Une génération de quadragénaires est arrivée aux commandes de plusieurs institutions culturelles cette année. À la Kulturfabrik d’Esch-sur-Alzette, Serge Basso a passé le relais à René Penning. Cette personnalité peu connue du grand public va devoir piloter son institution en eaux troubles.

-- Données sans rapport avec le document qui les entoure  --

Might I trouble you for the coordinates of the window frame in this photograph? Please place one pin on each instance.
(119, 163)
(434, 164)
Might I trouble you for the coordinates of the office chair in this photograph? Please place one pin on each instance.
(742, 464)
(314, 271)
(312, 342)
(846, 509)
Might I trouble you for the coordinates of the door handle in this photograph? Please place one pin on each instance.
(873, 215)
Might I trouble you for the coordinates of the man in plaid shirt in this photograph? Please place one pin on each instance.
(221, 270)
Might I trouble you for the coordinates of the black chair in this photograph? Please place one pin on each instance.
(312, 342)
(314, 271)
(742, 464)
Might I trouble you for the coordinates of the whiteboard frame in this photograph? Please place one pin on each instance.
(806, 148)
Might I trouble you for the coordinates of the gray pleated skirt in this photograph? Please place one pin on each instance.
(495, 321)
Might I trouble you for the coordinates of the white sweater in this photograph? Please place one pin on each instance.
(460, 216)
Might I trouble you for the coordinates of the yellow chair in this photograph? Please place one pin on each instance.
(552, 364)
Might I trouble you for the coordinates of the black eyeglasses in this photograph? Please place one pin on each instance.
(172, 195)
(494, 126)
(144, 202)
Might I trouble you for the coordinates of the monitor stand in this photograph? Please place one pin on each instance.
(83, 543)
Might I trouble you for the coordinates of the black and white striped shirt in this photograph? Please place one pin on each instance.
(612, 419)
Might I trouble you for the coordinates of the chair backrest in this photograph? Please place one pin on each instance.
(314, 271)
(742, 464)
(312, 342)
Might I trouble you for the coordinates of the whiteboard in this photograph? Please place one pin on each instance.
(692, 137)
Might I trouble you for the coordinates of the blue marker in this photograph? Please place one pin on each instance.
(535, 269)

«J’adore le coronavirus! Je sais qu’il y a plein de gens qui ont perdu leur boulot, d’autres qui ont toutes sortes de problèmes à gérer. Mais pour moi qui aime remettre les choses en question, c’est le graal !» Il a une certaine jubilation à mettre les pieds dans le plat. Le directeur de la Kulturfabrik, René Penning, se lâche lorsque nous le rencontrons pour un premier entretien en vue de ce portrait. Nous sommes au mois de juin, trois mois après le début de la pandémie. Le confinement a contribué à galber ses mollets de cycliste et à peaufiner son hâle. En bermuda et polo aux couleurs assorties à celles des bâtiments, il nous entraîne d’un bon pas faire le tour de son institution.

Sur 4.500 mètres carrés, la Kufa garde l’entrée nord qui relie la capitale du Sud à la capitale du pays. Tout est en place pour l’ouverture du Summer Bar qui propose concerts, DJ-set et performances. Avec ses guirlandes de drapeaux colorés, ses chaises et tables de récupération, ses palettes customisées, la terrasse du Ratelach a adopté un look berlinois. C’est moins trash qu’aux premières heures, mythologiques, de l’occupation de l’ancien abattoir par des collectifs d’artistes, dans les années 80. Mais quelque part, cela fait résonner l’esprit des lieux.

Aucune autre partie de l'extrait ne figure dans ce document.